Psoriasis is a kind of severe immune-mediated systemic skin disorder, becoming a worldwide public health concern. Daturataturin A (DTA), a withanolide compound, exerts excellent anti-inflammatory and anti-proliferative properties. The objective of this study is to elucidate the effect of DTA on psoriasis and its potential mechanism. We established psoriasis-like keratinocytes model by stimulating HaCaT cells with M5 cocktail cytokines including Interleukin (IL)-17A, IL-22, oncostatin M, IL-1α, and tumor necrosis factor-α (TNF-α), followed by intervention with DTA. The potential effects and mechanisms of DTA on psoriasis were evaluated in vitro. DTA was found to be able to inhibit hyperproliferation, promote apoptosis, decrease the release of pro-inflammatory cytokines, downregulate keratin expression, and improve lipid metabolism via regulating the peroxisome proliferator-activated receptor (PPAR) signaling pathway by M5 cocktail cytokines stimulation in HaCaT cells. DTA ameliorated lipid metabolism of psoriasis and exerted the potential anti-psoriasis effects by regulating PPAR pathway in vitro, suggesting that DTA may act as a new therapeutic agent for psoriasis.
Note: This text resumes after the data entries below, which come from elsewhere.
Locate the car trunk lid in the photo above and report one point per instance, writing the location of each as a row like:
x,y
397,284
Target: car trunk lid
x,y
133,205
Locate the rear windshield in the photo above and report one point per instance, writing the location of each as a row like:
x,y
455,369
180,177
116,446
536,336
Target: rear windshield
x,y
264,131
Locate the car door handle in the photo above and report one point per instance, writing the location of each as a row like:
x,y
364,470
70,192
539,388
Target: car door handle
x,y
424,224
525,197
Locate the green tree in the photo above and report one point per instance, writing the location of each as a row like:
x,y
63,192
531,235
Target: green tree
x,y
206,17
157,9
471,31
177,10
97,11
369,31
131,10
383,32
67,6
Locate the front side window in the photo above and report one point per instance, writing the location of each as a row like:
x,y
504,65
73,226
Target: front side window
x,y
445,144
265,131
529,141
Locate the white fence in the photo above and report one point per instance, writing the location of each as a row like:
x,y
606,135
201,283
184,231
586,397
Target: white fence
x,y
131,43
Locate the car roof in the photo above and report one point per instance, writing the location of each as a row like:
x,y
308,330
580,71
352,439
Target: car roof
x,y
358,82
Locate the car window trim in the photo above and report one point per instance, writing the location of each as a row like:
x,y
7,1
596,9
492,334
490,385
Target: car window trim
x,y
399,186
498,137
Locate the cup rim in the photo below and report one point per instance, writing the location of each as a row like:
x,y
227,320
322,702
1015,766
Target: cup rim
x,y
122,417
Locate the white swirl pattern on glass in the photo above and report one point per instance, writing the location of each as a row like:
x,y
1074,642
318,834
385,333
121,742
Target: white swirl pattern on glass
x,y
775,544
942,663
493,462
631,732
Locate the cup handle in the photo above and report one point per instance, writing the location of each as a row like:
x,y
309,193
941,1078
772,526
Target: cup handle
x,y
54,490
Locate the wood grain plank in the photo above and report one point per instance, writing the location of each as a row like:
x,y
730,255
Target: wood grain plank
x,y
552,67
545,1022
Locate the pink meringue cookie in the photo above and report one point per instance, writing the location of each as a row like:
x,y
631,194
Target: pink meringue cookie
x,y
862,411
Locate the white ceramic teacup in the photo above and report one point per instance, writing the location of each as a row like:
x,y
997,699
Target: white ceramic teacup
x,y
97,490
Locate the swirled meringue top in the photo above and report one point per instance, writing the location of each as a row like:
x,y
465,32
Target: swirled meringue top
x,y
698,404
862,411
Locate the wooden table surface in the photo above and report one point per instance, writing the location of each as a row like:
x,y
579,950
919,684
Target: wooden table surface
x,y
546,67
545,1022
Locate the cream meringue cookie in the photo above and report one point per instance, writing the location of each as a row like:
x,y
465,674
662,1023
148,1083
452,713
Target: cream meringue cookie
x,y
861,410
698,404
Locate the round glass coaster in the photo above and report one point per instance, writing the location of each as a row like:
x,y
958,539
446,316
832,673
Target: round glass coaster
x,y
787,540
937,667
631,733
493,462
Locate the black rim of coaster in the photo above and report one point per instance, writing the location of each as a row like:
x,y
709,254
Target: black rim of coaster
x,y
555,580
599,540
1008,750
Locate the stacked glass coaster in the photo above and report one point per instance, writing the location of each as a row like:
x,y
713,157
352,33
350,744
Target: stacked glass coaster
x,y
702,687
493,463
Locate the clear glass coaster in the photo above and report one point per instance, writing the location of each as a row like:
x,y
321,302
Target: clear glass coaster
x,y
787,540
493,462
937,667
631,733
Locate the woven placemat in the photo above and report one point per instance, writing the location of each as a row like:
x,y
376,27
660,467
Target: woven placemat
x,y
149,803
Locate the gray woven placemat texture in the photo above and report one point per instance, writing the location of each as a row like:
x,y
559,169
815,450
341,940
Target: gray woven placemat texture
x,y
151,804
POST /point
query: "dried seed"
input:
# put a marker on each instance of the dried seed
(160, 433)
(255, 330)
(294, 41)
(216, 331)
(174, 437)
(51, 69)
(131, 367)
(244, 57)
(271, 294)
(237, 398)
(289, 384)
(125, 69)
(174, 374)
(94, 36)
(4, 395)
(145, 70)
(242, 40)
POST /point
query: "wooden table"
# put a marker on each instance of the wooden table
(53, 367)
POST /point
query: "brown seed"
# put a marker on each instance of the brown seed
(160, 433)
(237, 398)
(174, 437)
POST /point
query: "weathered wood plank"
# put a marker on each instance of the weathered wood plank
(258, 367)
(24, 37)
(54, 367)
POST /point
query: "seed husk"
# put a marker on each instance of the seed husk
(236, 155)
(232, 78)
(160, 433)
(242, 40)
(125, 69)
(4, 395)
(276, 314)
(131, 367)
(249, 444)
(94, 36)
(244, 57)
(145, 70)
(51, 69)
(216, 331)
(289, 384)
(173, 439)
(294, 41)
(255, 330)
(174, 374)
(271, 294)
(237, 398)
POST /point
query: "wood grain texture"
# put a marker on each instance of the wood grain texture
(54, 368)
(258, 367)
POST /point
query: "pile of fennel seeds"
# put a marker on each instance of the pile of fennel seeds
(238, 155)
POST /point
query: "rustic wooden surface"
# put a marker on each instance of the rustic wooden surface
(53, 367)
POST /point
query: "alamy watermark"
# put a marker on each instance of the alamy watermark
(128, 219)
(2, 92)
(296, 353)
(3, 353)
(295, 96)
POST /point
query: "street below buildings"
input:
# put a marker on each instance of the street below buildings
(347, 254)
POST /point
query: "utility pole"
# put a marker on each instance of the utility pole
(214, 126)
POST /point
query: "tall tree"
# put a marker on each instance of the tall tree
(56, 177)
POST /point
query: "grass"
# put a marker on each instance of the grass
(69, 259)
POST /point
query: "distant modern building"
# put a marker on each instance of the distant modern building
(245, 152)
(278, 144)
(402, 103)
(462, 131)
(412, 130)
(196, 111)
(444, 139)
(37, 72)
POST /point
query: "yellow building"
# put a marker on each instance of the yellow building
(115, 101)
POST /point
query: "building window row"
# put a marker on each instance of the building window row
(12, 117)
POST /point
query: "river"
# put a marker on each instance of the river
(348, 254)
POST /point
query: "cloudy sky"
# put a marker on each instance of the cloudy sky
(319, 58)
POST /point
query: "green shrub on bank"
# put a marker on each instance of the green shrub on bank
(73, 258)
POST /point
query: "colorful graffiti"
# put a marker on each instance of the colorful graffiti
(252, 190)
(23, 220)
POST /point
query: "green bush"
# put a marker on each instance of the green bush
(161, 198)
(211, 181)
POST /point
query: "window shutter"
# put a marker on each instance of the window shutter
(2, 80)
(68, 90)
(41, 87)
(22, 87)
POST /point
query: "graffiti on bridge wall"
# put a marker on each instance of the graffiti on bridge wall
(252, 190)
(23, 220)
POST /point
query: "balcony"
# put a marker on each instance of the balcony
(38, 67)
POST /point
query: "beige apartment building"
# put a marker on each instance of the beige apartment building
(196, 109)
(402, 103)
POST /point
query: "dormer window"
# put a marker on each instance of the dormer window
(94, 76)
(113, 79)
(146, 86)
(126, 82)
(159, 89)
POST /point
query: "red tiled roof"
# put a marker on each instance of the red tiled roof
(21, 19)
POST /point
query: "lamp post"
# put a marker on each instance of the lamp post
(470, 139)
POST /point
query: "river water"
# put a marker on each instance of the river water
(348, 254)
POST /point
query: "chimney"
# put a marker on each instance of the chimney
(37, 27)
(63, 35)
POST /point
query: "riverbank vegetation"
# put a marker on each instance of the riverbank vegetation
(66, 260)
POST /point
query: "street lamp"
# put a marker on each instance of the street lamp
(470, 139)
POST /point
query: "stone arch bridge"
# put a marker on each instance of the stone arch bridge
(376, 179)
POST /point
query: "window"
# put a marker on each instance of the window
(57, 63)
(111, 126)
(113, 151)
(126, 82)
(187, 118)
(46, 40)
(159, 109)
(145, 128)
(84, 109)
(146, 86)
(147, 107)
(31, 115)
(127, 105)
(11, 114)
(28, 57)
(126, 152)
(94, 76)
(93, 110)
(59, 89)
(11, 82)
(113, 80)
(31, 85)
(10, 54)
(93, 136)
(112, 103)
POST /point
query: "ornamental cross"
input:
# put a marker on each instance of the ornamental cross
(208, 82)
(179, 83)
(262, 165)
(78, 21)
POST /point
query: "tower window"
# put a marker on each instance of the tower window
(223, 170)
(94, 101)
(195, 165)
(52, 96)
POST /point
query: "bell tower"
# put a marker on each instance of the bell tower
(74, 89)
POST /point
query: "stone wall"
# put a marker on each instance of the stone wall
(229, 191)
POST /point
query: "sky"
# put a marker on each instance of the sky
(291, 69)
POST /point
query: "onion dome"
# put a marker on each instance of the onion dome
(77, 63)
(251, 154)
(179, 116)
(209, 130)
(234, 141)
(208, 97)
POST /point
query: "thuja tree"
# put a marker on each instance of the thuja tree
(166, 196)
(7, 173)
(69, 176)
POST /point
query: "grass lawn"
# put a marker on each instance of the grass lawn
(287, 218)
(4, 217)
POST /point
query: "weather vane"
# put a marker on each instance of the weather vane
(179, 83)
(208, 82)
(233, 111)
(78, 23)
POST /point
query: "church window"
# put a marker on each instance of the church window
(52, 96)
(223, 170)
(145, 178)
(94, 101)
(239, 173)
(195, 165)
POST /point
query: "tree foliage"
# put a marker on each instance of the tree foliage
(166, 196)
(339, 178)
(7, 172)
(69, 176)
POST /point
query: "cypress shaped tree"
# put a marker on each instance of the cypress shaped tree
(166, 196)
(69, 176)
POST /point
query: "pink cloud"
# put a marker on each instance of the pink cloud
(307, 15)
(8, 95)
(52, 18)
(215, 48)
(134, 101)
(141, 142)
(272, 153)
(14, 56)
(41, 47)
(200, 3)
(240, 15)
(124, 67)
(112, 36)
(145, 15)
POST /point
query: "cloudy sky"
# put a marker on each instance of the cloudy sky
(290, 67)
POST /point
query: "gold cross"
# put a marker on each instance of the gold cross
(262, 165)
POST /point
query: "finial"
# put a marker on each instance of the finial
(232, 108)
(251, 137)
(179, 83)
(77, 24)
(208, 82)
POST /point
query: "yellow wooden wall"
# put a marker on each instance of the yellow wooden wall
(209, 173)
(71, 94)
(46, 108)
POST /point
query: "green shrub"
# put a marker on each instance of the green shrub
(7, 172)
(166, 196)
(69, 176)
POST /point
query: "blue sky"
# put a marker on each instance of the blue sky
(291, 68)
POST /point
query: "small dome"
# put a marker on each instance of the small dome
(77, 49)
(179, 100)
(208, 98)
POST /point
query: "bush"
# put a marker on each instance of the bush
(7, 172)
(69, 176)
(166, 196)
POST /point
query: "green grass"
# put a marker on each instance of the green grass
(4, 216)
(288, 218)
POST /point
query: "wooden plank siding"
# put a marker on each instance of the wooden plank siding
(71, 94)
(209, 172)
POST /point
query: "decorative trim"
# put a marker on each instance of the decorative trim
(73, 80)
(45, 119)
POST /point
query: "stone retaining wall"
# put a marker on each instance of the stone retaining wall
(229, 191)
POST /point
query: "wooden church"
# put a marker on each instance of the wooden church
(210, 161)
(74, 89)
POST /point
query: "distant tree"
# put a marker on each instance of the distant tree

银屑病是一种严重的免疫介导的系统性皮肤病，已成为全球公共卫生问题。Daturataturin A （DTA） 是一种醉醺内酯化合物，具有优异的抗炎和抗增殖特性。本研究的目的是阐明 DTA 对银屑病的影响及其潜在机制。我们通过用白细胞介素 （IL） -17A、IL-22、抑瘤素 M、IL-1α 和肿瘤坏死因子-α （TNF-α） 等 M5 鸡尾酒细胞刺激 HaCaT 细胞建立银屑病样角质形成细胞模型，然后用 DTA 干预。在体外评估 DTA 对银屑病的潜在影响和机制。发现 DTA 能够抑制高增殖、促进细胞凋亡、减少促炎细胞因子的释放、下调角蛋白表达，并通过 M5 鸡尾酒细胞因子刺激 HaCaT 细胞来调节过氧化物酶体增殖物激活受体 （PPAR） 信号通路，从而改善脂质代谢。DTA 改善银屑病的脂质代谢，并通过体外调节 PPAR 通路发挥潜在的抗银屑病作用，表明 DTA 可能作为银屑病的新治疗剂。